Erikson「女性は結婚するまでアイデンティティを確定させることができない」

 例えば昭和世代の夫婦の恋愛期において、男から女に与えられる餌は、こんな私を熱心に口説くという自尊心であるが、しかし男が持つのは下心だ。ホモソーシャル的な力関係の勾配。マッチョイズムによる搾取的構造。その恋愛ゲームの結果満たされてしまった女が、「もう少し高めのまでイケそう」だと思い上がっている男と結婚する。すると、建前的な倫理によって、男は欲望を禁じられる。……。

 「我慢して結婚してやったんだ」

 女はようやっと持ち得た自尊心を持て余す。結婚する頃には、いくら男性優位の社会といえども一廉として認められるからだ(寧ろ結婚こそが一人前の証だと言える)。女は男への不信と不満に身を苦しめる。寂しさではなく憤り。結婚当初が幸せなのは当然で、それは女の自尊心の満ちと男のターゲット支配欲の均衡が取れるとかろうじていえるわずかな一瞬だからだ。女性が心優位とか言われるのは厳密には嘘で、それは男権的な構造がもたらした自尊心の収奪と恩賜というマッチポンプで女が男によって依存せざるを得ない風に持ち込まれているだけだ。

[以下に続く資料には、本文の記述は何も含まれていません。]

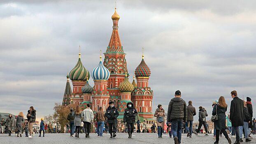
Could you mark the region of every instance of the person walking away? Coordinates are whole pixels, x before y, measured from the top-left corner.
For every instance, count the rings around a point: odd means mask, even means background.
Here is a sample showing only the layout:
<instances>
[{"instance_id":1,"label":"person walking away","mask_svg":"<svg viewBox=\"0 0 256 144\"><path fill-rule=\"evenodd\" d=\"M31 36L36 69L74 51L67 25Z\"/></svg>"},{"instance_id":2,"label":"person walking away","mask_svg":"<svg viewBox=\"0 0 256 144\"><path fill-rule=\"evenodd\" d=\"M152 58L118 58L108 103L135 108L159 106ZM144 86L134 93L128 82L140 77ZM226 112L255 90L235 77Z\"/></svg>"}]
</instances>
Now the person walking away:
<instances>
[{"instance_id":1,"label":"person walking away","mask_svg":"<svg viewBox=\"0 0 256 144\"><path fill-rule=\"evenodd\" d=\"M172 123L172 130L175 144L181 143L182 123L187 121L187 106L181 96L180 91L176 91L175 97L171 100L168 107L167 122Z\"/></svg>"},{"instance_id":2,"label":"person walking away","mask_svg":"<svg viewBox=\"0 0 256 144\"><path fill-rule=\"evenodd\" d=\"M187 107L188 111L188 120L186 122L186 130L187 132L187 137L192 137L193 132L192 127L193 127L193 121L194 116L196 115L195 108L192 105L192 102L191 100L189 101L189 105Z\"/></svg>"},{"instance_id":3,"label":"person walking away","mask_svg":"<svg viewBox=\"0 0 256 144\"><path fill-rule=\"evenodd\" d=\"M228 135L226 131L226 115L228 105L226 103L225 98L221 96L219 99L219 103L215 105L212 110L212 115L218 116L218 119L214 122L214 129L216 130L216 141L214 144L218 144L219 140L219 132L221 131L225 137L228 140L228 143L231 144L231 141L228 137Z\"/></svg>"},{"instance_id":4,"label":"person walking away","mask_svg":"<svg viewBox=\"0 0 256 144\"><path fill-rule=\"evenodd\" d=\"M70 126L70 137L74 137L74 116L73 116L72 114L73 113L73 108L70 109L70 112L67 115L67 119L69 121Z\"/></svg>"},{"instance_id":5,"label":"person walking away","mask_svg":"<svg viewBox=\"0 0 256 144\"><path fill-rule=\"evenodd\" d=\"M19 115L17 117L17 119L16 120L16 123L15 123L15 125L17 127L18 132L17 137L19 137L19 135L21 137L21 130L22 129L22 122L24 121L24 119L23 117L24 117L24 114L23 114L23 112L20 112L19 114Z\"/></svg>"},{"instance_id":6,"label":"person walking away","mask_svg":"<svg viewBox=\"0 0 256 144\"><path fill-rule=\"evenodd\" d=\"M134 129L135 117L138 115L138 112L133 107L133 104L132 102L128 102L126 105L126 108L123 114L123 122L127 124L128 138L132 138L132 134Z\"/></svg>"},{"instance_id":7,"label":"person walking away","mask_svg":"<svg viewBox=\"0 0 256 144\"><path fill-rule=\"evenodd\" d=\"M157 107L158 108L155 112L154 116L156 117L158 138L162 138L163 128L165 125L165 110L163 108L163 106L161 105L158 105Z\"/></svg>"},{"instance_id":8,"label":"person walking away","mask_svg":"<svg viewBox=\"0 0 256 144\"><path fill-rule=\"evenodd\" d=\"M198 116L199 117L199 119L198 121L199 121L199 125L198 126L198 129L197 131L195 132L194 134L196 135L198 135L198 134L200 131L201 127L203 125L204 127L205 130L205 132L206 133L205 134L205 135L208 136L209 135L208 133L208 129L206 123L206 116L208 116L208 114L207 114L206 110L205 110L205 108L203 108L202 106L199 107L199 113L198 114Z\"/></svg>"},{"instance_id":9,"label":"person walking away","mask_svg":"<svg viewBox=\"0 0 256 144\"><path fill-rule=\"evenodd\" d=\"M43 131L43 137L44 137L44 118L41 118L41 123L40 123L40 130L39 130L39 137L41 137L42 131Z\"/></svg>"},{"instance_id":10,"label":"person walking away","mask_svg":"<svg viewBox=\"0 0 256 144\"><path fill-rule=\"evenodd\" d=\"M248 123L251 120L251 116L248 112L248 108L246 106L246 101L244 101L244 125L239 126L239 137L240 142L243 142L242 138L243 128L244 129L244 136L245 137L245 142L248 142L251 141L249 137L248 133Z\"/></svg>"},{"instance_id":11,"label":"person walking away","mask_svg":"<svg viewBox=\"0 0 256 144\"><path fill-rule=\"evenodd\" d=\"M76 137L79 137L80 133L80 127L81 126L82 119L83 118L83 113L80 107L77 105L76 110L73 112L72 115L74 116L74 125L76 126Z\"/></svg>"},{"instance_id":12,"label":"person walking away","mask_svg":"<svg viewBox=\"0 0 256 144\"><path fill-rule=\"evenodd\" d=\"M98 136L103 136L103 128L105 123L105 113L103 111L102 107L100 107L99 111L95 115L97 123L97 133Z\"/></svg>"},{"instance_id":13,"label":"person walking away","mask_svg":"<svg viewBox=\"0 0 256 144\"><path fill-rule=\"evenodd\" d=\"M252 129L252 116L253 116L252 105L251 105L251 99L249 97L246 97L246 100L247 100L247 101L246 102L246 107L247 107L248 112L249 113L249 116L250 116L250 122L248 123L248 134L249 135L248 137L250 139L252 139L252 137L251 137L250 135L251 134L251 131Z\"/></svg>"},{"instance_id":14,"label":"person walking away","mask_svg":"<svg viewBox=\"0 0 256 144\"><path fill-rule=\"evenodd\" d=\"M115 137L116 136L116 118L119 116L118 111L114 106L113 101L109 102L109 105L105 113L105 116L107 118L109 123L109 130L110 133L110 138Z\"/></svg>"},{"instance_id":15,"label":"person walking away","mask_svg":"<svg viewBox=\"0 0 256 144\"><path fill-rule=\"evenodd\" d=\"M236 140L234 144L240 144L239 126L244 125L244 102L237 97L237 93L233 91L230 93L233 100L230 106L230 120L235 131Z\"/></svg>"},{"instance_id":16,"label":"person walking away","mask_svg":"<svg viewBox=\"0 0 256 144\"><path fill-rule=\"evenodd\" d=\"M85 132L85 137L90 137L90 132L91 132L91 124L93 122L93 112L90 108L90 104L87 104L87 107L83 111L84 117L84 132Z\"/></svg>"},{"instance_id":17,"label":"person walking away","mask_svg":"<svg viewBox=\"0 0 256 144\"><path fill-rule=\"evenodd\" d=\"M28 138L31 138L32 132L33 132L33 125L35 122L36 111L34 109L33 106L29 107L29 110L28 111L27 118L28 121L28 130L29 131L29 136Z\"/></svg>"}]
</instances>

 しかし女は気づいてしまった。気づいてしまった。今まで自分の心が欠乏の深い穴とともに歩んできていたことに。気づかれてしまったその自尊感情は、残念ながら、もはや継続して与えられないと満たされない。彼女らは育て直されることのできない、すでに大人に育ってしまったのだ!それなのに、それを与えるべき男はというと、これ以上「サゲマン」に関わっていてはまずいとばかりにエサを取り上げようとする。女を家庭に押し込める男たちの力学は、女たちにもたらされるべき自尊心の供給路を極めて狭く限定する。女を閉じ込めた一方、男は何を考えているのか。「もっとイケそう」な女を求めたいのが本心だ……だって下心で女を「モノにし」たのに、ついうっかり間違えて結婚なんてしてしまったものだから。

 けれど結婚は人生の墓場だなんてまったく恐ろしい勘違いだ。マッチポンプも極まって呆れるほどだ。結婚は、人情いな世間体などという男の愛着とでもいうものにつけ込んで、女らの生命線、自尊心の供給源たる男を、彼女らが確保し続ける、そんな制度として機能していた。つまり、男が女を搾取するための構造から、女が身を守るための、女の数少ない防衛手段として機能(文化人類学的な意義は不勉強ながら知らない)していたのが昭和時代に典型の「カップルの結婚」なのだ。女の嫉妬と男の不義理、どちらが先かと言われればそれは迷わず後者に決まっている。それを棚に上げて女の側を詰るのだから!男の不幸は女性を獲得財として狙うところに由来する自業自得だ。

 ……話が逸れた。男は「あいつならイケそう」な女を口説いて自分のものにして、自尊心を満たすために勝手に愛して、それで知らぬ間に女に自尊心を与える(「昔はあいつももののわかった良い女だったのに!」)。自尊心を「与えられた」女はこれまで気づかなかった欲望に気づく。男には許されてきながら女には許されなかった欲望だ。しかしそれは叶わない。なぜならそれは男にしか許されない欲望だから。そのような欲望は支配欲と呼ばれる、所有の欲望の近傍に位置する概念だ。自尊心を高められた女が気づくのは、自尊心を持てるものだけが保つ欲望で、自立したものの持つ自己拡大の欲望で、そして気づいたものが皆それを果たせるとは限らない。それを世の中の半分が満たすために、男は女を被搾取層として措定したのだ。

 果たしえない欲望を得た女はどうするか。男を詰るか、ホモソーシャルを内面化して、気長に構えるのが正妻の誇りだと考える。自尊心に素直に従うか、それを倒錯させて男への依存に生きる高潔を演ずるか。はたまた、有閑マダムとしてでも、どうにかこうにか過ごしましょうか。幸い、時間と稼ぎだけはたくさんあるのですから……。